A quick something to point at right now that utterly rings with my sense of "how things really are" is the work of Gary Klein. The work goes under the rubric of naturalistic decision making and involves near 20 years of fieldwork with many collaborators. They study decision making by fire fighters, military commanders, paramedics, and so on in challenging, split-second, life-or-death kind of situations.

This work, a bit like the Flow work, produces great thick description, as opposed to a bunch of elegant non-linear equations :-) And no surprise, the key finding is that decision makers don't follow a formal flowchart or rigid procedures but rather tend to pick an answer and look for holes through a process of simulating. Intuition, experience, starting with answers, sensing issues, and the like play major roles. You would think that these critical scenes would be quite different from trying to buy a digital camera from a nice cool cubicle in San Francisco. But time is time, and nobody has enough of it. Klein, does also study, cooler kinds of decision-making.

Klein's MIT Press title called Sources of Power is good reading, despite adhering to scholarly conventions. He also has a title more aimed at the business set called Intuition at Work.

Posted by: ramana at July 25, 2003 11:00 PM

Ev Roger's book _Diffusion of Innovations_ is another good place to get some insights about consumer decision making w/regard to new technologies.
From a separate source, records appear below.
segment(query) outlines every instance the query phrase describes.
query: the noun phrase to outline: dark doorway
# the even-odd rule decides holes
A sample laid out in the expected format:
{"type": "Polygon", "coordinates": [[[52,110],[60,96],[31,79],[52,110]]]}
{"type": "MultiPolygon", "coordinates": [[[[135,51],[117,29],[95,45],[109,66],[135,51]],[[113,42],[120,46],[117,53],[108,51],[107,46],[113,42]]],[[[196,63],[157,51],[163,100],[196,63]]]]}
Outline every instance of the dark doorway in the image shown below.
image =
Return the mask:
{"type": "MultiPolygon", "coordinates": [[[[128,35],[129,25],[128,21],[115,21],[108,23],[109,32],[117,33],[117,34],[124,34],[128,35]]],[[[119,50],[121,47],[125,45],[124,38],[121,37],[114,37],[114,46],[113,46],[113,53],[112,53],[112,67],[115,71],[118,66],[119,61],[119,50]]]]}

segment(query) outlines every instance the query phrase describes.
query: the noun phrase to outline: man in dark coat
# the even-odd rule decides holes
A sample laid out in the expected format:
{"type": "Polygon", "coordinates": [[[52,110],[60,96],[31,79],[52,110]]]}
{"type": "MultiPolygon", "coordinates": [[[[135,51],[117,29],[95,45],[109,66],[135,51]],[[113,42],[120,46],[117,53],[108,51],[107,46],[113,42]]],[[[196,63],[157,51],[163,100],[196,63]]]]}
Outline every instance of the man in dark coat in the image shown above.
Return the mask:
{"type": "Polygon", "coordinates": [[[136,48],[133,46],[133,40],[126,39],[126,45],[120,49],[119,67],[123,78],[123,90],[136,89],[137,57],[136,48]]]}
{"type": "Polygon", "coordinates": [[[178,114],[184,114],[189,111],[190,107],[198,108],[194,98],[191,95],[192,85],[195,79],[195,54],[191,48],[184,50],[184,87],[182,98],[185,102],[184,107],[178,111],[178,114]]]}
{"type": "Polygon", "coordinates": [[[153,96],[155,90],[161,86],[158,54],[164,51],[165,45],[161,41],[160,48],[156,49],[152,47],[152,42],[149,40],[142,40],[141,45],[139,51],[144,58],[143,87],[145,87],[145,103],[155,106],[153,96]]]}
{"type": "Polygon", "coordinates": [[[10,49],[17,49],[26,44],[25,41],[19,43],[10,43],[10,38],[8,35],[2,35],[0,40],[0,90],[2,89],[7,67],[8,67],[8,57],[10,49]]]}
His theoretical framework debunks that whole rational choice model thing in favor of a social network approach, where early adopter/opinion leaders play an instrumental role in influencing the adoption patterns of the majority of consumers for a given product or service. Rogers writes more about aggregate behavior than about the individual consumer, but his insights have helped inform my understanding of the consumer decision making process.

Posted by: aviva rosenstein at August 6, 2003 09:40 AM

Peter hi,
When you worked in Epinion.com, the vision was to create a "product buying guide".
Prior to the merge with DealTime, did they also supply price comparison or any pricing information? Or was it just consumer reviews platform along with the products' details?